Dante Alighieri: «Osservando questo tavolo rotondo, mi torna in mente il mio “Convivio”: conoscenza come pane da spezzare insieme. Francesco, come hai pensato di intrecciare tempo misurabile e tempo psicologico nella tua tela?».

Francesco Guadagnuolo: «Ho fuso l’attimo storico – la cornice architettonica ispirata alle corti del Duecento – con flussi di coscienza, rappresentati dai chiaroscuri che attraversano i volti. In questo modo, passato e presente si mescolano come in un sogno aleatorio».
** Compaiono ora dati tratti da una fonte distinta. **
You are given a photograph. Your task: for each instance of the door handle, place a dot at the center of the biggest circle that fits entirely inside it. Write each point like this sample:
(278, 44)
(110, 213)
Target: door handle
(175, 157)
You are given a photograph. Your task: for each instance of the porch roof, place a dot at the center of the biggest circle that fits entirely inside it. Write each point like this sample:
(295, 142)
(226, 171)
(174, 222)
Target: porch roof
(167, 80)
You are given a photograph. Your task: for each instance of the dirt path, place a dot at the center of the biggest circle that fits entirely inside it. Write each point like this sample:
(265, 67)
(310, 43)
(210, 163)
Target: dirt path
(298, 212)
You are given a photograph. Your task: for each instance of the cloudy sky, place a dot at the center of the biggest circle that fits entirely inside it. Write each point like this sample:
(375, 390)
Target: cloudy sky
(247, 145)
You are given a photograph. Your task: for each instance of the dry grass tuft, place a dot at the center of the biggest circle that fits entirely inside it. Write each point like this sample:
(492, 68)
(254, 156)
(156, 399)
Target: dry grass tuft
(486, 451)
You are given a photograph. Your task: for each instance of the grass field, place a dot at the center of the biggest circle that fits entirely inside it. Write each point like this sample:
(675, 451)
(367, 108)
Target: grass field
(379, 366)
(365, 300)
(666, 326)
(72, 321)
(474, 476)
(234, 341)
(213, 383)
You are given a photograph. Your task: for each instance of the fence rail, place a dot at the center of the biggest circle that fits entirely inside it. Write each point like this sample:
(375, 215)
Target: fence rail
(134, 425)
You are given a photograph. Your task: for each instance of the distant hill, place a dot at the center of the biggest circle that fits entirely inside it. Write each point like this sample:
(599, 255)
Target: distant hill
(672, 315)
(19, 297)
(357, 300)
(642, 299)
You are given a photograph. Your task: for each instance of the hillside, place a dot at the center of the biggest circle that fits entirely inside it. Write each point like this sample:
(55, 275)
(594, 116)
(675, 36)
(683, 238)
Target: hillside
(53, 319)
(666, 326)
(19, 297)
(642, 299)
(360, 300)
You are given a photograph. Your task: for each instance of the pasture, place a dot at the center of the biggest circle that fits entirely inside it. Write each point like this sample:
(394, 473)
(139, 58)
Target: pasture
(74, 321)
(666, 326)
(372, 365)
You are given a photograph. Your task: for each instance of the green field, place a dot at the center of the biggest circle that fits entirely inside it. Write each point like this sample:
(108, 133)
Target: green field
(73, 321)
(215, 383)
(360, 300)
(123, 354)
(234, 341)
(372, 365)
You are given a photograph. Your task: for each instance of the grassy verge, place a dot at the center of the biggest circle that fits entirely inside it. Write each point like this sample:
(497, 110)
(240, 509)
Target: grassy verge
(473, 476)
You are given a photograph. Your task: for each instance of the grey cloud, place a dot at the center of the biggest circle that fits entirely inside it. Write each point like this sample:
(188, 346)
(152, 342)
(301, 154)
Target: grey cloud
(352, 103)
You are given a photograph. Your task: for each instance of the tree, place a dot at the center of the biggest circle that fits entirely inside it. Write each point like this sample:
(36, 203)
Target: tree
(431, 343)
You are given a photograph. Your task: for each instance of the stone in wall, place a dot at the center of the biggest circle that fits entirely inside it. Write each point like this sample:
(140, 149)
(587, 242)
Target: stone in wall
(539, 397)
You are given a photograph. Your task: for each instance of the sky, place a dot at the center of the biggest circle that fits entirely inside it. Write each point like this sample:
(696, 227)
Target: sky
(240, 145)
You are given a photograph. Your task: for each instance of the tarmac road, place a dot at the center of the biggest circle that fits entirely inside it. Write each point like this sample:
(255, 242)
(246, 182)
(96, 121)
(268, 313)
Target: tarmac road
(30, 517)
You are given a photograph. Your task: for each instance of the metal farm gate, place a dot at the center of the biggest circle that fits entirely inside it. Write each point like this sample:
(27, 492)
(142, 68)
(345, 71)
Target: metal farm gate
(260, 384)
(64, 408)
Beatrice: «Vedo intorno a me una luce che cambia colore, a seconda di chi parla. È come se la consolazione offerta dalla filosofia si adattasse alla nostra emozione del momento».

Severino Boezio: «Nella mia “Consolazione della filosofia” sostenevo che il male non è voluto da Dio ma serve a dirigerci al bene. Qui, tra pane, vino e uova, avverto la speranza che ho cercato di seminare nel mio testo».

Marco Tullio Cicerone: «Eppure io insistevo sulla letizia umana: filosofia come consolatio contro le inquietudini. Questa scena sembra riportare alla luce il nostro desiderio di equilibrio, anche quando il mondo è scosso da crisi e incertezze».

Dante Alighieri: «Vero, oggi l’umanità patisce divisioni, pandemie e guerre. Come possiamo trasporre qui, in questo convivio, un messaggio che scuota lo spettatore contemporaneo?».

Francesco Guadagnuolo: «Ho dipinto la percezione interna del fluire del tempo, come battito invisibile del pensiero, nelle funzioni di un orologio senza lancette: simbolo del tempo sospeso che stiamo vivendo, tra emozione e ragione, tra fine e rinascita. Il pubblico riconosce subito la fragilità dei nostri giorni».

Beatrice: «Ecco, il bene di cui parliamo è anche cura reciproca. Nel tuo banchetto ogni commensale porta il suo contributo: tu, Dante, con la parola; Boezio, con la fiducia nel divino; Cicerone, con l’arte di alleviare le pene; Francesco, con la visione plastica di tutto questo».

Severino Boezio: «Proprio così. Nell’opera vedo un invito alla riflessione attiva: non basta consolarci, dobbiamo agire nel mondo affinché ogni avvenimento conduca a un bene superiore».

Marco Tullio Cicerone: «E l’impegno civico? Non può mancare. Un desiderio d’unità che richiami la nobiltà d’animo, come nel tuo IV trattato, Dante. Qui, però, la nobiltà si misura nell’ascolto e nella partecipazione comune».

Dante Alighieri: «Il mio Convivio voleva essere un banchetto di conoscenza. Francesco, tu hai trasformato quel banchetto in specchio dell’epoca moderna-contemporanea. Che messaggio lascia a chi guarderà la tua tela oggi e tra cento anni?»

Francesco Guadagnuolo: «Che il bene più grande risiede nell’incontro: tra culture, discipline e persone. Se questo dipinto sopravvivrà alle crisi, sarà perché avrà continuato a nutrire la speranza».